説明会に3陣営出席 美濃加茂市長選 − 岐阜新聞 Web
説明会に3陣営出席 美濃加茂市長選
2017年01月07日08:47

 受託収賄などの罪に問われ名古屋高裁で逆転有罪判決を受けて上告している岐阜県美濃加茂市の藤井浩人前市長(32)=当選1回=の辞職に伴う出直し市長選(22日告示、29日投開票)で、立候補予定者説明会が6日、同市太田町の市生涯学習センターであり、藤井氏と新人2人の計3陣営が出席した。新人の1人は、出直し選を「乱暴な信任投票」と批判し、出馬の準備を進めている。出直し選は選挙戦となる可能性が高まり、藤井氏の政治姿勢への賛否が一つの焦点となりそうだ。

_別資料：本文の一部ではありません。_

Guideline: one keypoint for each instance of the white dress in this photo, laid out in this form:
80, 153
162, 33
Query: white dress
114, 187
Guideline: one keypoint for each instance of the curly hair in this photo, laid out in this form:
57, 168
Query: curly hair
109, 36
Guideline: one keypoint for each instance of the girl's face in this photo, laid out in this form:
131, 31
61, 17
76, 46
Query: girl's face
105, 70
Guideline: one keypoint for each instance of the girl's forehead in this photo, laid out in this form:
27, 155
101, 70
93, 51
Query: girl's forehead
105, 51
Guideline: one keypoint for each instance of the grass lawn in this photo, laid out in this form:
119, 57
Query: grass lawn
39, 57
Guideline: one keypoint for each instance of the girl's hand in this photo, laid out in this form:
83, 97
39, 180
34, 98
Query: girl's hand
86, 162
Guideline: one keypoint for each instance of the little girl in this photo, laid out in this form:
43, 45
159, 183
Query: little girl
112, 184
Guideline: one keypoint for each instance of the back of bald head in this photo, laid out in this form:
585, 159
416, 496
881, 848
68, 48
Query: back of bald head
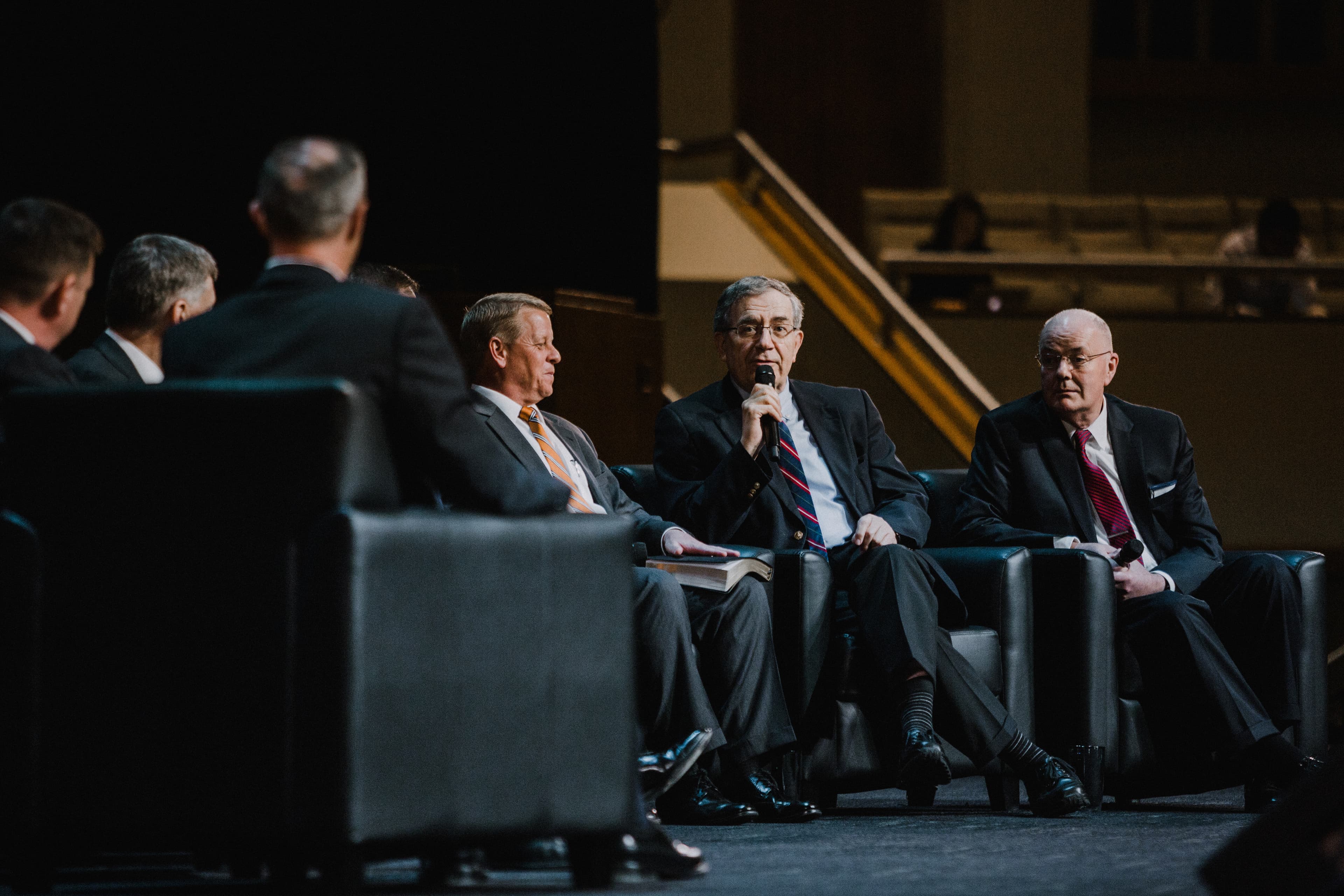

 出席した新人は、市民活動グループ代表の鈴木勲氏(72)=美濃加茂市太田本町=と喫茶店経営の小野正勝氏(67)=同市下米田町=で、いずれも無所属で出馬する考えという。

 藤井氏は昨年12月、法廷闘争を続けながら市長職に当たることに「市民の信を問いたい」と辞職し、出直し選への出馬を表明した。

 一方、鈴木氏は取材に、藤井氏が再選した場合は公選法の規定で任期が1期目の残り(6月1日まで)であることに触れ「(任期4年の)新人候補と対等に政策ビジョンを論戦できない不公平選挙となる」と主張。出直し選を「乱暴な信任投票」とし「藤井氏が出馬を取りやめた場合や、しっかりとした公約を持つ別の対抗馬が出る場合は出馬を控えたい」とも述べた。

 小野氏は取材に、藤井氏の辞職や出直し選については「評価も批判もしない」とし、「1年ほど前から市長として社会貢献がしたかった」と述べた。「(鈴木氏と)話し合いを持ちたい」と、一本化の可能性に含みをもたせた。

 また、市議補選(欠員1、22日告示、29日投開票)の説明会には、いずれも無所属新人の4陣営が出席した。